As for how the parallelism is implemented, you can choose from multiple built-in backends.

  1. mclapply: low-overhead, light-weight. make(..., parallelism = "mclapply", jobs = 2) invokes parallel::mclapply() under the hood and distributes the work over at most two independent processes (set with jobs). Mclapply is an ideal choice for low-overhead single-node parallelism, but it does not work on Windows.
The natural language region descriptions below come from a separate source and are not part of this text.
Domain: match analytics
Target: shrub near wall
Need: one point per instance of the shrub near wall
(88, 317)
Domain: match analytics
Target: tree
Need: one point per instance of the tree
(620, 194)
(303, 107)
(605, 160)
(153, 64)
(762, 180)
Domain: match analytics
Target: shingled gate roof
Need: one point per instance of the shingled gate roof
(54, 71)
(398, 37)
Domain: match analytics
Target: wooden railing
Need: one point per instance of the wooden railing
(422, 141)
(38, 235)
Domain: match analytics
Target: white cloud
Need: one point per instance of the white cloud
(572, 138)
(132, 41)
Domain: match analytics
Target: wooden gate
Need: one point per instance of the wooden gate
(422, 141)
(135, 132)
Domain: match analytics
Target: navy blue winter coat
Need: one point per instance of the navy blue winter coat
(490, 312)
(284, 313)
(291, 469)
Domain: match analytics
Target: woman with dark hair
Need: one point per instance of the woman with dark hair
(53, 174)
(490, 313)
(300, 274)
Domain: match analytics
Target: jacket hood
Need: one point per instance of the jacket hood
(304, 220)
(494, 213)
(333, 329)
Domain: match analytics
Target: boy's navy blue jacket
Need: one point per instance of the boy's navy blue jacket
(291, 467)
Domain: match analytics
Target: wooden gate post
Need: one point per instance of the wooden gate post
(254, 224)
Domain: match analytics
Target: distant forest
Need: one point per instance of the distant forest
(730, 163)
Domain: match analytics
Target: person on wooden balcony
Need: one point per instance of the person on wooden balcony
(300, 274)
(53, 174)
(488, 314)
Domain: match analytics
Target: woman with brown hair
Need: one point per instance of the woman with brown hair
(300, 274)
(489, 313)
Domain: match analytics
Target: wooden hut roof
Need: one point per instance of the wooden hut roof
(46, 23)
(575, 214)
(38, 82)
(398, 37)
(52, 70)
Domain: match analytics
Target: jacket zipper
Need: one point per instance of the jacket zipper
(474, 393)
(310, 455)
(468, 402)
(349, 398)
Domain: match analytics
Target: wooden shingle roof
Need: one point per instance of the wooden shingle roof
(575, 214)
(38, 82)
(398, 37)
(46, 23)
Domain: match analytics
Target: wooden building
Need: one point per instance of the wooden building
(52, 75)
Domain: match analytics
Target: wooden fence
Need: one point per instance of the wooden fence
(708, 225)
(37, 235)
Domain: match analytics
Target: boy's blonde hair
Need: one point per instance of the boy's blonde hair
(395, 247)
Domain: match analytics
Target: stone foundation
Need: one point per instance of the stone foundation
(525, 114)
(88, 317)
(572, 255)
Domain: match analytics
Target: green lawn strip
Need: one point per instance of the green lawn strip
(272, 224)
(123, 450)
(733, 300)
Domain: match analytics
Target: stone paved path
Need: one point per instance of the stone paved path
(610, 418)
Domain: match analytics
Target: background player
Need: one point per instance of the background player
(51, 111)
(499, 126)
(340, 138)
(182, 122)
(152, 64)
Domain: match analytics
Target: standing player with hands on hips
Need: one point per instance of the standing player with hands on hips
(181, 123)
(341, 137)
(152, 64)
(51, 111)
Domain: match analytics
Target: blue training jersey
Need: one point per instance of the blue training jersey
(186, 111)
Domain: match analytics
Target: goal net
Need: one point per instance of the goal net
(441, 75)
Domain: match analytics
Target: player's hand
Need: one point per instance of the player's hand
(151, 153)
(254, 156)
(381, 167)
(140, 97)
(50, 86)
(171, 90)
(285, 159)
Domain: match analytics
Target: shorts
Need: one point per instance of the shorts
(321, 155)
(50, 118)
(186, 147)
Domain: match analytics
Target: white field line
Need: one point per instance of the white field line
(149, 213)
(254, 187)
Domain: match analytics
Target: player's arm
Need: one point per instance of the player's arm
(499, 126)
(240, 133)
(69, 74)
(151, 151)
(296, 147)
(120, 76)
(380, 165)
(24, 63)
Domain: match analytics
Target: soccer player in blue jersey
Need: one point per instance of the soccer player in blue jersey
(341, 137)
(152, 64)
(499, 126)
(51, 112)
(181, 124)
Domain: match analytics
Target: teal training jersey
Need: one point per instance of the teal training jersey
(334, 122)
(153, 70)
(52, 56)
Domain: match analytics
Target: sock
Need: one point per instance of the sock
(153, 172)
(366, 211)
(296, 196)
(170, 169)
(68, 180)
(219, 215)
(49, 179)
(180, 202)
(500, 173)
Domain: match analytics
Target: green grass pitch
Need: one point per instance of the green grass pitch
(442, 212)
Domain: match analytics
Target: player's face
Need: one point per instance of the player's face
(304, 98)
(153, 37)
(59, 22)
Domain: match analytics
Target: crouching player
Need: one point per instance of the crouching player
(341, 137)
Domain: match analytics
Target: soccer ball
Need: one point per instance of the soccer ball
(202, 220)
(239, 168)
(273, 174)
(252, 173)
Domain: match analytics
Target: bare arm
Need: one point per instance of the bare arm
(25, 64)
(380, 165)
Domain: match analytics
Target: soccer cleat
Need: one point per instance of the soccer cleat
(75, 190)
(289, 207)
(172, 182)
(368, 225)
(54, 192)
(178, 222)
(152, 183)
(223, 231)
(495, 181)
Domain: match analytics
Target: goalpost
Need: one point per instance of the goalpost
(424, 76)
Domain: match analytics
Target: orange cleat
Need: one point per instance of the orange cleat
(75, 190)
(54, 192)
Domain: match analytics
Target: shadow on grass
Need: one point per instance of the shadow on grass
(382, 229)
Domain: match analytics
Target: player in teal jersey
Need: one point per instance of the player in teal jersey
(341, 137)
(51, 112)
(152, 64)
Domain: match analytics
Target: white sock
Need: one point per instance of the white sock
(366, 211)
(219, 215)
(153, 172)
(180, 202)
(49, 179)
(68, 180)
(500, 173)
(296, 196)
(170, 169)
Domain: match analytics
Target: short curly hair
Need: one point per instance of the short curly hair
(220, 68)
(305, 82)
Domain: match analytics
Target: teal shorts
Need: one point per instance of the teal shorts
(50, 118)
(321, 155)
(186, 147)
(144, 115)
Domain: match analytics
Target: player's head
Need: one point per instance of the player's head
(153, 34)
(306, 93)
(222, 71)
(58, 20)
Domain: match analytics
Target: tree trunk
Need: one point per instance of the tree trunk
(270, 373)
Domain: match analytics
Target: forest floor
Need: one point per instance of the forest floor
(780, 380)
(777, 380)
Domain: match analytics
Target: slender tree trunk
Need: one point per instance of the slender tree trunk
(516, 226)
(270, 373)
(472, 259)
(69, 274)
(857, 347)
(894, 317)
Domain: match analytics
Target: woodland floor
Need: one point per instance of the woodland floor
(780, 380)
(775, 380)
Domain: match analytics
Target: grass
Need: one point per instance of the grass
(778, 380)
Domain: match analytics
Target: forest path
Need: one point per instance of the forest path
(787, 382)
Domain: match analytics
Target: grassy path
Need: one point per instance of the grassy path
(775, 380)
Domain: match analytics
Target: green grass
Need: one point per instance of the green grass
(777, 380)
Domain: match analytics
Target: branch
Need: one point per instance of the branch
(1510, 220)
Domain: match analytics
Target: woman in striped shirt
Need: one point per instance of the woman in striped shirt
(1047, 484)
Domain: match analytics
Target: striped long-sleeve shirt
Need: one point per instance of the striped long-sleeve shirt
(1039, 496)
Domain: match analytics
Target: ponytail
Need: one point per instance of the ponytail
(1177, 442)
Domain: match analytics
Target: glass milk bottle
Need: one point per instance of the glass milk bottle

  2. parLapply: medium-overhead, light-weight. make(..., parallelism = "parLapply", jobs = 2) invokes parallel::mclapply() under the hood. This option is similar to mclapply except that it works on Windows and costs a little extra time up front.
  3. Makefile: high-overhead, heavy-duty. make(..., parallelism = "Makefile", jobs = 2) creates a proper Makefile to distribute the work over multiple independent R sessions. With custom settings, you can distribute the R sessions over different jobs/nodes on a cluster. See the quickstart vignette for more details.